MXene Nanoscrolls Just Supercharged Batteries — Here Is What This 2D Material Breakthrough Actually Means

Scientists have transformed the revolutionary 2D nanomaterial MXene into nanoscrolls that dramatically improve battery and sensor performance. Here is the breakthrough explained.

MXene — a class of two-dimensional materials discovered in 2011 at Drexel University — has attracted extraordinary scientific attention for over a decade because of its unusual combination of properties: highly electrically conductive, mechanically flexible, chemically tunable, and processable in water in ways that make it compatible with sustainable manufacturing approaches. The challenge has been translating these properties from individual flakes of MXene into real devices that perform substantially better than existing technologies.

A new approach published in March 2026 addresses the performance translation challenge in a specific way. Rather than using flat MXene flakes — which tend to stack and restack in ways that block the active surfaces that generate their useful properties — researchers at a consortium of European and American institutions have developed a process that rolls the flat MXene flakes into nanoscrolls: tiny cylindrical tubes, approximately 100 nanometres in diameter, whose curved geometry prevents restacking while exposing much more surface area to the electrolyte in battery applications and to analyte molecules in sensor applications.
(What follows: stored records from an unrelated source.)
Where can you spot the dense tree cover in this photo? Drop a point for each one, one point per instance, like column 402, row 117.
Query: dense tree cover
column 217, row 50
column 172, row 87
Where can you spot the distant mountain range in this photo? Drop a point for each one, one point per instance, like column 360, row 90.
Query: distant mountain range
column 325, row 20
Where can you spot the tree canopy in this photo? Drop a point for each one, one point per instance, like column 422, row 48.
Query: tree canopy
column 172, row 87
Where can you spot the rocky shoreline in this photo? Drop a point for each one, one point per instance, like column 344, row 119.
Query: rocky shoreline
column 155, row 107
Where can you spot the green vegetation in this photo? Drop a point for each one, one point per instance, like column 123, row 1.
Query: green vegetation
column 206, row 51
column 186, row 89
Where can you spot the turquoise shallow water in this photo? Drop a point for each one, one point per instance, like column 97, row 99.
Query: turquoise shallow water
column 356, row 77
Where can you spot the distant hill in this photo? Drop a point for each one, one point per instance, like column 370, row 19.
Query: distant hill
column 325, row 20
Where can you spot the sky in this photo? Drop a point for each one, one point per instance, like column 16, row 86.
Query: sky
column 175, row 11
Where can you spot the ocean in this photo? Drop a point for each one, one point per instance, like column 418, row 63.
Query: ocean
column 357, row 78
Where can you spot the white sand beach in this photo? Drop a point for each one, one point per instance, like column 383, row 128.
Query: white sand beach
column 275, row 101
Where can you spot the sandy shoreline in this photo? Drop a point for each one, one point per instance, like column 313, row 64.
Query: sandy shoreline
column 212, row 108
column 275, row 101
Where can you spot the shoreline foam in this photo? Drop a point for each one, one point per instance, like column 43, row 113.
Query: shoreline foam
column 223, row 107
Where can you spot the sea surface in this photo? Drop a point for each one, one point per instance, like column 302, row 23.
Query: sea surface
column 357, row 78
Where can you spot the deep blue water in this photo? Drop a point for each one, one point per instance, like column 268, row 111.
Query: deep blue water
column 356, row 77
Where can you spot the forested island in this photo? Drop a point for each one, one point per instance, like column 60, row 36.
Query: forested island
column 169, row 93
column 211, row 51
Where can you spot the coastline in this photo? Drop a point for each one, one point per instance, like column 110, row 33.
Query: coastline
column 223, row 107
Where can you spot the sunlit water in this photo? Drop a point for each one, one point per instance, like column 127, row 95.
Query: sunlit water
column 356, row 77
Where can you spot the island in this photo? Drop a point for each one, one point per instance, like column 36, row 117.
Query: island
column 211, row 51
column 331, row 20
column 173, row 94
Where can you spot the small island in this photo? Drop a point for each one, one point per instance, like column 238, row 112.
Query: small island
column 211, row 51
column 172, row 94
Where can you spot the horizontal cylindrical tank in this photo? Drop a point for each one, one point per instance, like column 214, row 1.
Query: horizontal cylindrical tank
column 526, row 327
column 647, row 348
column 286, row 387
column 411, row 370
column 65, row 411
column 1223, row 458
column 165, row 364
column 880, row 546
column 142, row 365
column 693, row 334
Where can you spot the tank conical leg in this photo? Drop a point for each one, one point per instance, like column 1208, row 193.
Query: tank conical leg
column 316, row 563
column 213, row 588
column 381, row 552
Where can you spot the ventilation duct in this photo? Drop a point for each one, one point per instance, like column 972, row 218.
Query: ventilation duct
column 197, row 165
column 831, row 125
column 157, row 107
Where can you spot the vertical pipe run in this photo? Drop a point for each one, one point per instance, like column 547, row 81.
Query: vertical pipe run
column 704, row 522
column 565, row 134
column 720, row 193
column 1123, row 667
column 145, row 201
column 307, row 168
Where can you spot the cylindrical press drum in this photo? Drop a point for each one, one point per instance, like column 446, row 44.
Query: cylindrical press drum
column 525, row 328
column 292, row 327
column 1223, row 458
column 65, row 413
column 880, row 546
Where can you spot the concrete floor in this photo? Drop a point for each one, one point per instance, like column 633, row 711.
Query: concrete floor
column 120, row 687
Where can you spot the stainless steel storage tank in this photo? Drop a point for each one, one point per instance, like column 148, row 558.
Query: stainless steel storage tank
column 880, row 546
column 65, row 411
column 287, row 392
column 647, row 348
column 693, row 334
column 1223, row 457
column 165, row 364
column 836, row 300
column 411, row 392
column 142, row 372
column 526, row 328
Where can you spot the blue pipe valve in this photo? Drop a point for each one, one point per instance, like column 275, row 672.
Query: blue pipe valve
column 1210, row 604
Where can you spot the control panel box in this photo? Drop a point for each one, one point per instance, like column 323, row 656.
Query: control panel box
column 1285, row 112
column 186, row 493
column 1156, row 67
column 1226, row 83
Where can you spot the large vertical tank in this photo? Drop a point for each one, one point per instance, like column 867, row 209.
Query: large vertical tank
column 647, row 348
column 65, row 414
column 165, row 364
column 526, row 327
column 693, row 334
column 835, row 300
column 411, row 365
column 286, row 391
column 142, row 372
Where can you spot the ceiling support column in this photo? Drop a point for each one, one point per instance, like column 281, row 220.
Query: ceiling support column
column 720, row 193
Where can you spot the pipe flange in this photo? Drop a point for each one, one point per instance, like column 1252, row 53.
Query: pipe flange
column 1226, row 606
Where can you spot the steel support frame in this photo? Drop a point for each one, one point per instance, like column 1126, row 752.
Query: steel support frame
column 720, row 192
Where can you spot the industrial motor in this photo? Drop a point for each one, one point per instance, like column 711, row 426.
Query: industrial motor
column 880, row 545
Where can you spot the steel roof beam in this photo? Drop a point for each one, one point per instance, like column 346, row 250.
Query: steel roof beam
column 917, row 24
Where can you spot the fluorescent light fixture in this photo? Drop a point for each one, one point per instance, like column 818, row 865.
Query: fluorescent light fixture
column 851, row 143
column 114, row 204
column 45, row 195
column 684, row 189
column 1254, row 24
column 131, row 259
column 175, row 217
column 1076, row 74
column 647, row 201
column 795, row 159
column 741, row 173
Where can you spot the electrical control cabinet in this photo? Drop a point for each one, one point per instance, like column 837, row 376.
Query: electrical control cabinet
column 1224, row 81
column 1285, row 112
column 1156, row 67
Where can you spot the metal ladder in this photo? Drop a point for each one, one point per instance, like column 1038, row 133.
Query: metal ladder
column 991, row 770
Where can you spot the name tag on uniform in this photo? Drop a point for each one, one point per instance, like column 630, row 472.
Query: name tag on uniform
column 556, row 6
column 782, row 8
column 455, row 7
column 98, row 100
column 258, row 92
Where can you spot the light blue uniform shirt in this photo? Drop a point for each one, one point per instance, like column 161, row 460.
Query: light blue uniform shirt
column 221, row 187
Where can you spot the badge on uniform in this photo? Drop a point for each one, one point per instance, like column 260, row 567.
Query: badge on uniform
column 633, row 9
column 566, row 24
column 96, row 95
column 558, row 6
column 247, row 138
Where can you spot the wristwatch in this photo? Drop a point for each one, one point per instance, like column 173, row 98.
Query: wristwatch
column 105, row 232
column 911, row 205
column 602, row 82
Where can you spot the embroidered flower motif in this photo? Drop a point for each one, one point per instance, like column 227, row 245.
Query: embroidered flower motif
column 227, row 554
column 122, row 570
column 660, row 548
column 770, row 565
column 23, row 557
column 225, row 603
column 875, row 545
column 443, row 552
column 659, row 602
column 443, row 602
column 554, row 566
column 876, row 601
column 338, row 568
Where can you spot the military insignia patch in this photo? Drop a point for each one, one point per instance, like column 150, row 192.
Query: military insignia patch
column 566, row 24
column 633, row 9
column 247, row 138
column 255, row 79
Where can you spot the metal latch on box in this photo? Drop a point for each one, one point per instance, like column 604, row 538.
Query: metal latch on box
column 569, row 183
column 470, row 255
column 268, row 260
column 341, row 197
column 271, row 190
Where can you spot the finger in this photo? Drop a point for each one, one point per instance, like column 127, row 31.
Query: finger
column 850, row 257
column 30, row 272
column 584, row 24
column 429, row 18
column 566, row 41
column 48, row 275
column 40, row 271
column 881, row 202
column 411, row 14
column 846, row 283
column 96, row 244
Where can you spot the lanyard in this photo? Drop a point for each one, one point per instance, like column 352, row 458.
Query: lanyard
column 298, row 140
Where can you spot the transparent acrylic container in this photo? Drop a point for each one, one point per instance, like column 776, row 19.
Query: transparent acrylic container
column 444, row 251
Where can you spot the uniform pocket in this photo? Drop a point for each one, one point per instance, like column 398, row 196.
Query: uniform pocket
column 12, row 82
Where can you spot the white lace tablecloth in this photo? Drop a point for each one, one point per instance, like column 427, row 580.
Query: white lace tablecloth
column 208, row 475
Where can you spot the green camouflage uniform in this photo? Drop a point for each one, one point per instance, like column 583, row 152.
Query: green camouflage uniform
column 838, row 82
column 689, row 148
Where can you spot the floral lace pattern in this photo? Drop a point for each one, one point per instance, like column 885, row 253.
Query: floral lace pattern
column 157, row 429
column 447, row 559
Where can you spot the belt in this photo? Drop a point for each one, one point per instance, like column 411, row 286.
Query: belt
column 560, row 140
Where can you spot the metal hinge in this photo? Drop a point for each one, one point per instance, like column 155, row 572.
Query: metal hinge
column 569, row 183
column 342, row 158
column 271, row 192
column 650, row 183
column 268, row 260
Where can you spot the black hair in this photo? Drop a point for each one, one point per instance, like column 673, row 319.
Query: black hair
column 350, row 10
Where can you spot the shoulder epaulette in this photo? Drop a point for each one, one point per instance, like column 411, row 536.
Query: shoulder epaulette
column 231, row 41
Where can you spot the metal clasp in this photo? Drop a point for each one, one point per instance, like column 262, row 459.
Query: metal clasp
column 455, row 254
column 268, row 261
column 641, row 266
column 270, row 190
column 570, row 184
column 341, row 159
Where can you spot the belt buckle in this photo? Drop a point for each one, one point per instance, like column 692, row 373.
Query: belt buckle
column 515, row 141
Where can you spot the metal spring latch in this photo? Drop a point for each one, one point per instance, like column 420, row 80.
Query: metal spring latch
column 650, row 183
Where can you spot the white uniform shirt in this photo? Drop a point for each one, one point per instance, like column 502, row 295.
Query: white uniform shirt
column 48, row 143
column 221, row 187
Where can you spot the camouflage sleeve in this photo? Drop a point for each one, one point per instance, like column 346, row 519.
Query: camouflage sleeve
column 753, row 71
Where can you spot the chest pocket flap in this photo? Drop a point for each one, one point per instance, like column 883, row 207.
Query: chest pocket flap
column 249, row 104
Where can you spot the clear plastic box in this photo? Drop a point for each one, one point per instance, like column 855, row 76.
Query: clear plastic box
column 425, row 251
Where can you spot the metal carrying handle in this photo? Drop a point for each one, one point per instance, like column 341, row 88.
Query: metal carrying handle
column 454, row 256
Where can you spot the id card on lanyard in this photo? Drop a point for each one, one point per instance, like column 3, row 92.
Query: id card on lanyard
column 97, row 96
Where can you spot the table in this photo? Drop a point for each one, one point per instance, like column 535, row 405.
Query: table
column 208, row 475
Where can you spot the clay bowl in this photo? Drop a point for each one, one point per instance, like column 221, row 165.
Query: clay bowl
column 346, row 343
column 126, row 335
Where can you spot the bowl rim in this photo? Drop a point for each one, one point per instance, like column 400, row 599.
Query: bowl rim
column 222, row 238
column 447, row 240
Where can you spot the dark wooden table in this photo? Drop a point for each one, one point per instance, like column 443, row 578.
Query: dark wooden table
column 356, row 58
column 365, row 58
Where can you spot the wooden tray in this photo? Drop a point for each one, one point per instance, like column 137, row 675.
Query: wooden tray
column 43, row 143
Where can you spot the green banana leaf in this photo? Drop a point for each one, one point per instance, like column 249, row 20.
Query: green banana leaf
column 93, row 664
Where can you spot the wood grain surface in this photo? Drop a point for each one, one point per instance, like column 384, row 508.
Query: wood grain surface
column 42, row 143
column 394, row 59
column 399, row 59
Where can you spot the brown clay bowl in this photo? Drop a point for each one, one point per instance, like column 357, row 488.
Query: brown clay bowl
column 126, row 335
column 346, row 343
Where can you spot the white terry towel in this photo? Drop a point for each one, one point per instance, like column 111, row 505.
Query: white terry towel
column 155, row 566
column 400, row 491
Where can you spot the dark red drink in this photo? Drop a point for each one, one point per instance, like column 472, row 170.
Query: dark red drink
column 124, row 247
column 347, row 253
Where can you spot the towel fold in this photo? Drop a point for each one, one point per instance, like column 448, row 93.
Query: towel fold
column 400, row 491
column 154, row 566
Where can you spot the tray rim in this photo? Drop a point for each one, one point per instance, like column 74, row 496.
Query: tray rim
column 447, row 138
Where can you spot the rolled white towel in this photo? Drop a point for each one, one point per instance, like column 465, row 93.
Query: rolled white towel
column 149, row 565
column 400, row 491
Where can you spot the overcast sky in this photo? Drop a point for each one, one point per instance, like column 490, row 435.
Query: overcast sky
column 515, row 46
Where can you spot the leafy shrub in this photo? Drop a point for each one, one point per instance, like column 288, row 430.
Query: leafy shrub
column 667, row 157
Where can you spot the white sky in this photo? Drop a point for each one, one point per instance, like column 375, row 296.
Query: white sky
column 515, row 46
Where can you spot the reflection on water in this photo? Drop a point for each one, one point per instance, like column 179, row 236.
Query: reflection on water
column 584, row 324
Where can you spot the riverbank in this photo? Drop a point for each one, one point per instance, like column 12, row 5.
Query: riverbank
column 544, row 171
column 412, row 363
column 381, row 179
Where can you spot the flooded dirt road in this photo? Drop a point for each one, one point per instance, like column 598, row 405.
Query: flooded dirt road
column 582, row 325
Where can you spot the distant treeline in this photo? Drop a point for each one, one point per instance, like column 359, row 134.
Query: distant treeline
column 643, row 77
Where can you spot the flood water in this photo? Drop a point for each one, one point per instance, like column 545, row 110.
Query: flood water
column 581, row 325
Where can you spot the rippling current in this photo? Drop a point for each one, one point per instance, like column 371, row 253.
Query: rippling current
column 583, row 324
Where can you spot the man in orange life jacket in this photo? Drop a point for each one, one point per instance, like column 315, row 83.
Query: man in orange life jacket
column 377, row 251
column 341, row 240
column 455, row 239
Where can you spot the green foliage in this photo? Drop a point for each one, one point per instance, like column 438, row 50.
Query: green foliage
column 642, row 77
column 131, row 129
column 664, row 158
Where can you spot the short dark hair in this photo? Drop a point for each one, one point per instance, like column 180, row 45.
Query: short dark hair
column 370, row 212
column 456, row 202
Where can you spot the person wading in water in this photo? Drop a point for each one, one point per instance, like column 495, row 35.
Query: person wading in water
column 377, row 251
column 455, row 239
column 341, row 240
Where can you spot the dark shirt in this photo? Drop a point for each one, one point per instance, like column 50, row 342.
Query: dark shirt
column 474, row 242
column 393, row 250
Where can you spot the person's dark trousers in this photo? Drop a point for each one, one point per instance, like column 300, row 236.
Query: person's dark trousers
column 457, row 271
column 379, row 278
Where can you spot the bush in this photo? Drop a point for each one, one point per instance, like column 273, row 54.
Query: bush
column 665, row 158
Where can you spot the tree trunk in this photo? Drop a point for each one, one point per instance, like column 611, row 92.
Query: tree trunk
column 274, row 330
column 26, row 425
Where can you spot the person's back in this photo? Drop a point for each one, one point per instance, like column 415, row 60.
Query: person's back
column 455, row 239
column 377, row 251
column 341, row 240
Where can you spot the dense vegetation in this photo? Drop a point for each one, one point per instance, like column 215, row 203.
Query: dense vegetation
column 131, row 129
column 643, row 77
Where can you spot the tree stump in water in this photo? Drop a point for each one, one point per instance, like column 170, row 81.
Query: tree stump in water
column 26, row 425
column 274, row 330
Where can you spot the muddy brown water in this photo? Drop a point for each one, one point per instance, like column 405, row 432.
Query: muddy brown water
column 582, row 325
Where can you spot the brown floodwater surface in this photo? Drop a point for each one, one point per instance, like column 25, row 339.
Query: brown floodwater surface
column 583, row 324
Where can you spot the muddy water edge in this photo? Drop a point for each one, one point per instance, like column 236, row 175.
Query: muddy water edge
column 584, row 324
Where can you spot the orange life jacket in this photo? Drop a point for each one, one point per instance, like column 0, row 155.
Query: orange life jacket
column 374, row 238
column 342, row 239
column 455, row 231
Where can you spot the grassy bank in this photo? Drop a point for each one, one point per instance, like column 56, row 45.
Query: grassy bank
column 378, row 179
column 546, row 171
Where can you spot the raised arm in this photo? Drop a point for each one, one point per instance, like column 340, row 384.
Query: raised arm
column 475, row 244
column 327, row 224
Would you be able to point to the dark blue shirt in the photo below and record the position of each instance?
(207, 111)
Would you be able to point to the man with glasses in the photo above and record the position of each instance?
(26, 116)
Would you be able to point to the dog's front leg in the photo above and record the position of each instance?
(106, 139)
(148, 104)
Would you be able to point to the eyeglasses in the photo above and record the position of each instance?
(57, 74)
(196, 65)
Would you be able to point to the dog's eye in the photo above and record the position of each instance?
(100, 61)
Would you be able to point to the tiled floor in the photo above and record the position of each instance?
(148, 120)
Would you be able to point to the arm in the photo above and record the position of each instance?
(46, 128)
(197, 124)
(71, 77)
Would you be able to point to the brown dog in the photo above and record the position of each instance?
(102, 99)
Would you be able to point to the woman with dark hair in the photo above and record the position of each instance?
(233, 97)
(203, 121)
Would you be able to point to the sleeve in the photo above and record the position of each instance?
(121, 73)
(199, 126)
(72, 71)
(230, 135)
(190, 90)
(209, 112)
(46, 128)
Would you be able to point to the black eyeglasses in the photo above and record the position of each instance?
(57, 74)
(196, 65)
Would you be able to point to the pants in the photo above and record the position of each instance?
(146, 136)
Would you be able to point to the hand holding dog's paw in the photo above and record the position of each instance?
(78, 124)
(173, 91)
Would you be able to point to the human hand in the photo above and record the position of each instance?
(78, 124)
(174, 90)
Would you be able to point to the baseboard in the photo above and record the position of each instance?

The performance improvements are substantial. MXene nanoscroll electrodes in battery test cells showed specific capacitance values approximately 3.5 times higher than equivalent flat-flake electrodes, translating into battery configurations that store significantly more energy in the same volume. In electrochemical sensor applications — where MXene's electrical properties make it potentially useful for detecting very low concentrations of specific molecules — the nanoscroll geometry produced detection sensitivity improvements of similar magnitude.

For battery technology in particular, the MXene nanoscroll results add another candidate to the competitive field of materials being developed for next-generation battery electrodes — alongside silicon anodes, lithium-sulfur configurations, and solid-state electrolyte approaches. The specific combination of high conductivity and the surface area that the nanoscroll geometry provides positions MXene-based electrodes as particularly interesting for fast-charging applications where electron transport speed is the limiting factor.